If there’s anything that the annual gem bazaars in Tucson teach us, it’s that the odd, the rare, the truly unknown stones that are mostly off the radar can still elicit feelings of awe and downright wonder. True, we’ve wandered up and down the aisles and meandered through the tents until our eyes become glazed over. Secretly we ask ourselves, “Have I been here already – did I see this stuff yesterday?”
Small wonder. The sensory overload we experience never diminishes no matter how many years we’ve taken the plunge into the world’s largest gem and mineral shows. They rise up like some hypnotic phoenix in the desert every February. So it’s hard to explain to someone who’s never been, what this behemoth is like – you have to be there, to use a well-worn adage.
Humble Beginnings of The Tucson Gem Shows
Do you know the origins of this modern mammoth gem fair? Turns out, in 1955, a small local club of nerdy rockhounds organized a little display of its member’s favorite finds. Most displays were confined in open shoeboxes to help keep things tidy. The first incarnation of the Tucson Gem & Mineral Society was held in a local elementary school. Since then, it has expanded, taking up the entire city – and beyond, with various shows starting and stopping on different dates throughout an entire month.

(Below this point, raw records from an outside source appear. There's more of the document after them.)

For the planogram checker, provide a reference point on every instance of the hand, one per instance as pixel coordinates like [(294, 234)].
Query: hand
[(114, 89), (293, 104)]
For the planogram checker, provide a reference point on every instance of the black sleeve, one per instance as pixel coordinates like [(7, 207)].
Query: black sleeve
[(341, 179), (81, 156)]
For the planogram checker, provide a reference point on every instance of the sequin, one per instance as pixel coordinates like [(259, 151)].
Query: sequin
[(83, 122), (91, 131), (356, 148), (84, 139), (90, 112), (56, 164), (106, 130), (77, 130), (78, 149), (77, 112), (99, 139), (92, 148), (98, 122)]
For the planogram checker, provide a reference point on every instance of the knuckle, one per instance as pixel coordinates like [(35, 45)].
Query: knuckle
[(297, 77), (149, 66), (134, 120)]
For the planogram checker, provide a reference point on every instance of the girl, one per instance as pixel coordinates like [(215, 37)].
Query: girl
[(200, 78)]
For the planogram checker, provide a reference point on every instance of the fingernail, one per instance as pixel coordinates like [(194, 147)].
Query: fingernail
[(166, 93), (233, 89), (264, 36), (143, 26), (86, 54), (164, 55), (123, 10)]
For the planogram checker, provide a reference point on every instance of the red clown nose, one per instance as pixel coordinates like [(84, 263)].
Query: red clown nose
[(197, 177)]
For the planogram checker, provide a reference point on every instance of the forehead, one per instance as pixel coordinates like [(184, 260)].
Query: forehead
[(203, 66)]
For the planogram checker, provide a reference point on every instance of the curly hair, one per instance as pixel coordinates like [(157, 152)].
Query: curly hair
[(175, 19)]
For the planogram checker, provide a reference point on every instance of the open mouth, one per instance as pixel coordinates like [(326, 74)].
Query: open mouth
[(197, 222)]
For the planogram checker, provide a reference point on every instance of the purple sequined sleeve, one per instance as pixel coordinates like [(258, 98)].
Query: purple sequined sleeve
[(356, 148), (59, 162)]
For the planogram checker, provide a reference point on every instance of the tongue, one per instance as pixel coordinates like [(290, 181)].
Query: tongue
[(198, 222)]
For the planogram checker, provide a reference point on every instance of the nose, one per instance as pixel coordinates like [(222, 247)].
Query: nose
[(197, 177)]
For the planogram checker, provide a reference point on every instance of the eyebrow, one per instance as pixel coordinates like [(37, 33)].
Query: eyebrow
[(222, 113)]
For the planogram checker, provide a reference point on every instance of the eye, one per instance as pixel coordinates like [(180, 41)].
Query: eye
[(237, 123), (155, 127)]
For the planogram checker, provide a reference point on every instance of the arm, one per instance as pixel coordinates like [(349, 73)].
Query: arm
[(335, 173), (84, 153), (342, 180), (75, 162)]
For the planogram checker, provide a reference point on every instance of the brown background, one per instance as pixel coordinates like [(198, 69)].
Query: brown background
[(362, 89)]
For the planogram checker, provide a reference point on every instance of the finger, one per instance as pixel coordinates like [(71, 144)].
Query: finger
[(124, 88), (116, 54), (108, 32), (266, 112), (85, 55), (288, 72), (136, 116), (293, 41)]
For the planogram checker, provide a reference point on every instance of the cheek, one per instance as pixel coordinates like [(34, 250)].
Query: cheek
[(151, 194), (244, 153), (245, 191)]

“Never despise small beginnings” is the obvious take away from this story. But I usually find another take away on my nearly annual trek. Vendors from every corner of the globe share their extraordinary finds with us. And no matter how many times we’ve seen these stones, they thrill us once again with the pure wonder of what’s hidden within this earth of ours.
Ammonite and Ammolite
You’ve seen ammolite. I’ve seen ammolite. But I’ve been revisiting this ancient stone lately with its jim-dandy of a backstory. To those for whom this is a new stone, it’s a spellbinding wonder to behold.
Ammolite is rightly called a rarity. Any single-source stone gets that moniker for sure. The organic material is only found in the Bearpaw Formation in Alberta, Canada. Its dazzling color combinations shimmer with iridescence, exhibiting patterns that will inspire any designer. It also has to be finite because it’s a natural organic fossil. When it’s gone, it’s gone.

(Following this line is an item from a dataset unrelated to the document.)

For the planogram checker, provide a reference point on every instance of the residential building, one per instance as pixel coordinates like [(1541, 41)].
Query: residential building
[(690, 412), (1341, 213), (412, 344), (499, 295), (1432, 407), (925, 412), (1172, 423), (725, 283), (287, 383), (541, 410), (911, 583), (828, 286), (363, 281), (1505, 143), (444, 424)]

The ammolite used today in jewelry application was once a sea creature – now extinct. The fossilized remains of a sea creature left us with these remarkable shells of color. As a gemstone material, it hasn’t been around all that long. Its first commercial use in jewelry can be found back in the 1960s. It took a bit of a while to catch on. But in 1981 The World Jewellery Confederation (CIBJO) properly recognized ammolite as a colored gemstone.
Now here it can get a bit dodgy – since we’ve seen the name ammolite interchanged with the word ammonite. Let’s sort the two out. Ammonites were ancient marine mollusks that fell to extinction about 65 million years ago. These mollusks of various species can be found around the world. But only certain species of these mollusks could produce gem-quality iridescent fossilized gemstones. And those were found in Alberta, Canada.
Single Origin – Small Harvest
Even with that narrowed down field, only about 5% of the Alberta ammonites can yield gem quality material. This adds to its scarcity for sure.
What to Look For
When this ammonite successfully produces gemmy quality material, the fossilized shells will be called ammolite. They will be composed of mainly aragonite (with other trace elements). Aragonite is the major mineral also found in pearls.
The wide range of hues found on ammolite, their vivid colorful patterns, all play a role in grading this material. More common are red and green colorations. Blues and purples, not so much – so ammolite bearing those hues will be priced higher. Things like chromatic shift, (a change from one hue to another when the stone is moved) and the intensity of iridescence both impact its value. There are other considerations that savvy collectors look for when valuing ammolite stones or jewelry made with this kaleidoscopic gem.
While I’m revisiting my affection for this unique gem material, it dawns on me that perhaps you might want to view it with fresh eyes – and help your customers discover a new love from a very ancient source.